Voyages au bout du monde

Le 6 novembre 2012, le nouveau service de plongée scientifique de l’université de Bourgogne voit le jour. Six plongeurs scientifiques ont pour mission la planification, la mise en œuvre et la réalisation d’opérations de plongée scientifique en milieu subaquatique marin et eaux douces jusqu’à 50 mètres de profondeur, avec pour objectif la collecte de données (échantillonnages, mesures et observations) à des fins de recherche scientifique et d’enseignement.

Ils conçoivent également des outils permettant la réalisation des opérations de plongée scientifique, dont ils assurent la sécurité, la prévention et la conformité avec la réglementation. « Nous avons déjà réalisé plus de 700 plongées et collaboré à plus de 25 publications scientifiques. Aujourd’hui nous sommes sollicités partout en France et dans le monde. Nous avons participé à des études comportementales entre poissons cichlidés optimistes et pessimistes dans les lacs volcaniques du Nicaragua et dans les rivières du Costa Rica, à des missions de prélèvement et d’étude in situ de l’oursin Meoma ventricosa dans les Antilles, de prélèvement de sédiments à la Jamaïque, ou plus localement en collaboration avec la laboratoire Chronoenvironnement de l’université de Franche-Comté à des fouilles au-delà de 50 mètres avec un petit robot dans un lac du Jura à la recherche de traces archéologiques d’anciens villages lacustres préhistoriques.

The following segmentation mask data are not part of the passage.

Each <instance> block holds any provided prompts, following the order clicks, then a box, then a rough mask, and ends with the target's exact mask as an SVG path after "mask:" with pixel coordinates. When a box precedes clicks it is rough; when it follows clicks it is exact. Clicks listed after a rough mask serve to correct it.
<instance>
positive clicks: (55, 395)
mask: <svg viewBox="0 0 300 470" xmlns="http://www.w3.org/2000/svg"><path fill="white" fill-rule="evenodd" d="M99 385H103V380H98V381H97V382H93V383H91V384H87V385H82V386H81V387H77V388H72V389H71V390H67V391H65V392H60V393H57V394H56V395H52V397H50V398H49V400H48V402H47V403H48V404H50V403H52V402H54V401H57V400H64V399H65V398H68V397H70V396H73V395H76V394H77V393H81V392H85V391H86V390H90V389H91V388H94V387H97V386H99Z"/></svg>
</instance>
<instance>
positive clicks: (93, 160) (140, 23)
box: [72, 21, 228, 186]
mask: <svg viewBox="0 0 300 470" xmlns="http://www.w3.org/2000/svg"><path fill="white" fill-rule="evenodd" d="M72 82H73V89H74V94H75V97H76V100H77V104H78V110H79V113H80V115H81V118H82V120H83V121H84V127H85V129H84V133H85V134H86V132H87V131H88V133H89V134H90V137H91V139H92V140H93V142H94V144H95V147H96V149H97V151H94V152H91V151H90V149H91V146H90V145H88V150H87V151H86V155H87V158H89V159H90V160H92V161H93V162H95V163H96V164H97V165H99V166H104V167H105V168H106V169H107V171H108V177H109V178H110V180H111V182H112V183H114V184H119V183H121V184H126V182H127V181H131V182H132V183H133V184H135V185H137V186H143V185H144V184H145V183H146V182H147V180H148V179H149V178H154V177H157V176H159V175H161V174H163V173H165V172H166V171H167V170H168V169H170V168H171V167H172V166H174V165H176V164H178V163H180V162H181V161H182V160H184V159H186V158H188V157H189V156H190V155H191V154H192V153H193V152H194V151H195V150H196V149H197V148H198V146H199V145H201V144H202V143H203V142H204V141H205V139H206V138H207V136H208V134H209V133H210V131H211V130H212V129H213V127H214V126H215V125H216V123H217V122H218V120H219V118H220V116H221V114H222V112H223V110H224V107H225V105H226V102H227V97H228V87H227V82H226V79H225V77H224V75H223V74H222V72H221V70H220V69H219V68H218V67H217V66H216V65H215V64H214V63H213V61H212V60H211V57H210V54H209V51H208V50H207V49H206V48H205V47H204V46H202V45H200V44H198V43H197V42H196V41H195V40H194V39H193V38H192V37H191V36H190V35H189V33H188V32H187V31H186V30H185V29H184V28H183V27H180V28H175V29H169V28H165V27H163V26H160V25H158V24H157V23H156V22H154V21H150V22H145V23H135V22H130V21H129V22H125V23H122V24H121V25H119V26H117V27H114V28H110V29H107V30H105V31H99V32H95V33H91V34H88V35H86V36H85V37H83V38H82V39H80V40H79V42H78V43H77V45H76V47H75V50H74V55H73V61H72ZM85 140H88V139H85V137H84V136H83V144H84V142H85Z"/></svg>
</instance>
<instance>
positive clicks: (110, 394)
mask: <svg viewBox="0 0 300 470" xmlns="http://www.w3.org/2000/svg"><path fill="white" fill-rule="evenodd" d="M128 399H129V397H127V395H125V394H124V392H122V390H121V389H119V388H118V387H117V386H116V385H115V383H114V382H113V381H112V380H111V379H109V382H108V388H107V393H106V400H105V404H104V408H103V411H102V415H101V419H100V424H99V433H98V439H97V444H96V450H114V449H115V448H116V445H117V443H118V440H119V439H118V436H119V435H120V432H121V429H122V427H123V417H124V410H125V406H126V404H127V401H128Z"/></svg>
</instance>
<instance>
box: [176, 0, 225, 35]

De 2013 à 2016, nous avons réalisé cinq missions d’inventaire et de suivi de la biodiversité marine côtière aux Iles Kerguelen dans les Terres Australes et Antarctiques Françaises. Ce programme baptisé Proteker est unique au monde. Au cœur de l’Institut polaire français Paul-Émile Victor, il est piloté par Thomas Saucède, maître de conférences, directeur du laboratoire Biogéosciences et membre du Comité national Français des recherches arctiques et antarctiques (CNFRAA) », énumère avec fierté celui qui a gravi les échelons au sein du CNRS et qui aujourd’hui s’implique dans un nouveau projet : celui de la formation.

« Nous avons mis en place cette année une formation de plongeur scientifique. Nous accueillons actuellement une dizaine d’étudiants mais nous avons vocation à grossir. L’objectif est de monter un diplôme université sur cette filière où les débouchés sont nombreux. De plus, à Dijon nous avons cet atout de la fosse de plongée à la piscine olympique de Dijon ».